You open Cursor, type a prompt, get code back, realize it's wrong, refine the prompt, get slightly better code, refine again, add more context, get code that's almost right but handles errors wrong, add the error handling requirements, and thirty minutes later you have something that works but looks nothing like what you'd have written yourself.
This is the re-prompting loop, and nearly every developer using AI code generation tools in 2026 has experienced it. The instinct is to blame the AI. But the AI isn't the problem. The missing spec is.
The Re-Prompting Loop
The re-prompting loop looks like this:
- You write a prompt describing what you want.
- The AI produces code based on its interpretation.
- The code is wrong in some way: wrong field names, missing validation, incorrect error handling, wrong assumptions about your data model.
- You add clarification to your prompt.
- The AI produces new code, but now it's lost some context from the previous attempt.
- You add more clarification.
- Repeat until you give up and write it yourself, or accept code that's "close enough."
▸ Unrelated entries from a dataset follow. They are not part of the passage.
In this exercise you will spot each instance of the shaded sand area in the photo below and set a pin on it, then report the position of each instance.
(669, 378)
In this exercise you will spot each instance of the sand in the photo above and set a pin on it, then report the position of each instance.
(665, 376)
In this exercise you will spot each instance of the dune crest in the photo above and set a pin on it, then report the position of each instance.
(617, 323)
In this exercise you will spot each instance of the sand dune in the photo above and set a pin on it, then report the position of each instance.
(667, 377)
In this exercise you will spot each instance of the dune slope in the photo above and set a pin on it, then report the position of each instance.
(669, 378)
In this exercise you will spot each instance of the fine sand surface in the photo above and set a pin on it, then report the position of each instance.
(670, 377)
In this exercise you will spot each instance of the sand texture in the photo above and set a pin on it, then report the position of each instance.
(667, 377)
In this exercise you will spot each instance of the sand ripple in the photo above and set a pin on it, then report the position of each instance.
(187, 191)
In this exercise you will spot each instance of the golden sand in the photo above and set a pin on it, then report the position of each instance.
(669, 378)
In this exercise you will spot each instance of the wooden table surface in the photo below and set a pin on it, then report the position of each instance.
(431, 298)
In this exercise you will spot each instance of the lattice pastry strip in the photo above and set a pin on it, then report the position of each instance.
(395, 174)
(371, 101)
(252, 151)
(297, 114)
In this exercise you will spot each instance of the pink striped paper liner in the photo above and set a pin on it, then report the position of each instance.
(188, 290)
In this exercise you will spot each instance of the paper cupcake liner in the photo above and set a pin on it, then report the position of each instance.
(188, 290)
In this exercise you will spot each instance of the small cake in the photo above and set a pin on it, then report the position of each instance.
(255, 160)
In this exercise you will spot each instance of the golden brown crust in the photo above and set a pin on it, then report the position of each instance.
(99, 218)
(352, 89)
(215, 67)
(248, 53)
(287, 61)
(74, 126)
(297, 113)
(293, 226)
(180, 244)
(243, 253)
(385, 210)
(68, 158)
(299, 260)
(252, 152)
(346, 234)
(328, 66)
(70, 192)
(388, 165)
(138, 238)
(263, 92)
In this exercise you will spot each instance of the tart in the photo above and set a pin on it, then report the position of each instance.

The fundamental issue is that each prompt is a lossy compression of what you actually need. You're trying to convey your data model, business rules, API contracts, error handling strategy, and coding conventions in a few sentences of natural language. That's not enough information for a human developer to work from, and it's not enough for an AI either.
Why Context Windows Aren't Enough
"But Cursor can see my whole codebase!" True. Modern AI coding tools can index your repository and pull in relevant files. This helps with coding style and existing patterns. But it doesn't solve the fundamental problem.
Your codebase tells the AI how things ARE built. It doesn't tell the AI how things SHOULD be built. When you're implementing a new feature, the AI needs to know:
- What entities are involved and what fields they have
- What the API endpoints should look like
- What validation rules apply
- What error states exist and how to handle them
- What the user flow looks like
- What edge cases matter
None of this exists in your codebase yet. It exists in your head, scattered across Slack threads, in a Figma file, or in a brief ticket description. The AI can't read any of those things.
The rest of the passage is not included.